The Federal Reserve Board’s Regulation B includes the Equal Credit Opportunity Act (ECOA) which prohibits a credit scoring model from considering:
The best advice for improving your credit score can be condensed to "Manage your credit responsibly over time." Scores are designed to evaluate trends in your credit history. Responsible use of credit over time should result in a higher credit score.
Here are some specific tips to consider:
Pay your bills on time, every time. Your payment history is the single most important factor affecting your credit score. If you are forgetful, consider automatic payments. Even unpaid parking tickets and library fines can be reported to the credit bureaus.
Keep credit card balances low in proportion to credit limits. Aim to keep balances at or below 25% of your credit limit - even if you pay your balance in full every month.
Minimize new credit applications. This is especially important when you have a "thin" credit file without a lot of credit history.

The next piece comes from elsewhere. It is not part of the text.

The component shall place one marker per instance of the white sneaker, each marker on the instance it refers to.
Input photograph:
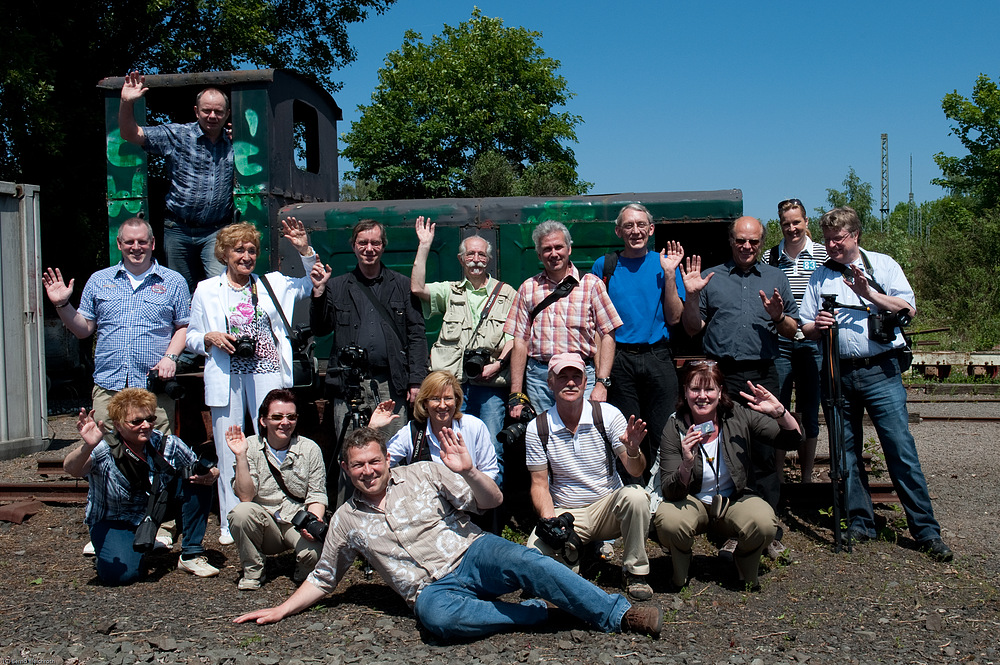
(199, 566)
(248, 584)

Keep and use old accounts. Older accounts can help establish the length of your credit history; however, a dormant account doesn’t help the way an active account does. Rotate your credit cards to keep your older accounts active.
Use credit sparingly. Studies show that those with the highest credit scores use very little credit. Don’t open accounts you don't need.

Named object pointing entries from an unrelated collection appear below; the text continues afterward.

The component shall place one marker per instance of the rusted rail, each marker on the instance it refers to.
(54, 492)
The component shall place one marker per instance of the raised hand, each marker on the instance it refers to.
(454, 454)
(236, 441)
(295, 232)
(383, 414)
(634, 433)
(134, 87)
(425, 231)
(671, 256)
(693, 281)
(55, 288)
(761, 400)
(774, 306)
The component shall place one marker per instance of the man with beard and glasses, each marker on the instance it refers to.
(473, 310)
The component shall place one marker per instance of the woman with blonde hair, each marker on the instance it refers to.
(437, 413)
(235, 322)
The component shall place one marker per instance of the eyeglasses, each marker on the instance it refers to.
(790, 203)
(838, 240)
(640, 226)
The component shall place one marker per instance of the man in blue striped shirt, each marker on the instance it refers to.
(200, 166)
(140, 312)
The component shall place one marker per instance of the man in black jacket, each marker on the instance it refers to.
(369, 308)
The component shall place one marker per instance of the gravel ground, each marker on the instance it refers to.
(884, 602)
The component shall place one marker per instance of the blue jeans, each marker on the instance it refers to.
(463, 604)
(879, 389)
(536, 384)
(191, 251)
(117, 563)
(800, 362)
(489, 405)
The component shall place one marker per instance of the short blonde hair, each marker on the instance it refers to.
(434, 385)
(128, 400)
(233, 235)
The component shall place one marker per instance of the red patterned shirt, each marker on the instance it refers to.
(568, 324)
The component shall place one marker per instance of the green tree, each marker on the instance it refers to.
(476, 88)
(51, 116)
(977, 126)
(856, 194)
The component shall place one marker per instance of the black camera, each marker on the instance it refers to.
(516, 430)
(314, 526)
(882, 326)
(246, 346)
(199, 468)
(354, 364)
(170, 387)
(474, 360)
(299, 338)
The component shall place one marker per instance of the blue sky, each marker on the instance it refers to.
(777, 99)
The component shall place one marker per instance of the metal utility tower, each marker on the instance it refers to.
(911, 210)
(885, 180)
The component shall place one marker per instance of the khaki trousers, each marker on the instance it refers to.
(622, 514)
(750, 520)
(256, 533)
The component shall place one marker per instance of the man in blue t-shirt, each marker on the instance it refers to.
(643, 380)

Avoid bankruptcy. Declaring bankruptcy is one of the worst things you can do for your credit score. It will stay on your credit report for seven to ten years.

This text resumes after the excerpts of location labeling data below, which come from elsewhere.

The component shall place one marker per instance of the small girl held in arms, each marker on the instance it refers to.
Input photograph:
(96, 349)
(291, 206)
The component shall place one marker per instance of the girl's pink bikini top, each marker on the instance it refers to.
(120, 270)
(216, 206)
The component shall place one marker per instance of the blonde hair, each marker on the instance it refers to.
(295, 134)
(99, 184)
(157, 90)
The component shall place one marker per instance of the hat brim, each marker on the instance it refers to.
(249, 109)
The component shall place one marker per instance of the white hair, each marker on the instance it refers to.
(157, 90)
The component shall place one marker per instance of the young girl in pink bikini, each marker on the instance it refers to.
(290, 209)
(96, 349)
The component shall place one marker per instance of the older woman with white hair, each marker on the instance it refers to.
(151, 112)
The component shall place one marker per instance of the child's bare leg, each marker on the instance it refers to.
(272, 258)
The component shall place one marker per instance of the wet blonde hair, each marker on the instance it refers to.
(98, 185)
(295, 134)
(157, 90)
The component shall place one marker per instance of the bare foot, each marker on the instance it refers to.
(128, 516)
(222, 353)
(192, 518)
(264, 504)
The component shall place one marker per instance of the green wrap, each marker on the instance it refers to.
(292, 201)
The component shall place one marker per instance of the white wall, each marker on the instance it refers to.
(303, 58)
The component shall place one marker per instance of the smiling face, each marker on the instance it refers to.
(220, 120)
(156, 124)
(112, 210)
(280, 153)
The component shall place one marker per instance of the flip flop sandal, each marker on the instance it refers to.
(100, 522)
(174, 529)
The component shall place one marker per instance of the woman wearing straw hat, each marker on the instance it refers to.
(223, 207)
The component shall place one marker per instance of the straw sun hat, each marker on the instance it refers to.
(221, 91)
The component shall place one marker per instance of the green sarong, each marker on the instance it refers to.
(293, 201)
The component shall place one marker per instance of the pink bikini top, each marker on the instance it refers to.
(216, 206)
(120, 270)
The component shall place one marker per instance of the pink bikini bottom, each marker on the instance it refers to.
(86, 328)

Check your credit report for accuracy.Studies show that nearly 70% of credit reports contain an error. Since credit scores are calculated based on the information in your credit report, inaccurate information can affect your credit score.
There is no shortage of myths when it comes to credit scores. One of the most popular myths is that ordering your own credit report will hurt your credit score. There is absolutely no truth to that!
Ordering your own credit report counts as a "soft inquiry." Creditors do not see soft inquiries, nor are they factored into your credit score. Period.Here are some other popular credit score myths.
- There is only one "real" credit score.
This is simply not true. There are hundreds of different credit scores in use today and the score ranges may vary. One lender might even use a different scoring model for each type of loan it offers.
- Closing accounts will improve my credit score.
This is outdated advice. We now know two good reasons not to close accounts, especially older accounts. When you close an account, it raises the ratio of your debt to your available credit. Closing an older account can also shorten your credit history.
- Co-signing for a loan will not affect your credit score.
Whenever you co-sign for a loan, you are accepting full responsibility for the loan. Details of the account will probably appear on both individual’s credit reports, and therefore be factored into both individual's credit score.
- I can boost my credit score by having negative information removed.
Generally, negative information may remain on your file for seven years from the date of delinquency. Bankruptcies may remain for ten years and tax liens may remain seven years from the date they are paid. There is no legal way to remove accurate negative information.
- Shopping for the best credit rate will hurt my credit score.
While it is true that too many inquiries can raise a red flag that you are going on a credit binge, most credit score models can recognize when you are rate shopping for a mortgage or auto loan and will count it as a single inquiry that will have minimal impact on your score.
- Credit counseling is as bad or worse than filing for bankruptcy.
While credit counseling may alert potential lenders of a credit concern, most lenders look at the bigger picture. Some even see consumer counseling as a positive sign of a commitment to making lasting changes in your credit habits. Bankruptcy, on the other hand, should be avoided if at all possible.
- My spouse’s good credit score will help my credit score.
The reality is credit reports are kept on individuals - not on couples. Your credit score is based on what is in your credit report only. However, cards that are in both names may appear on both individual’s report.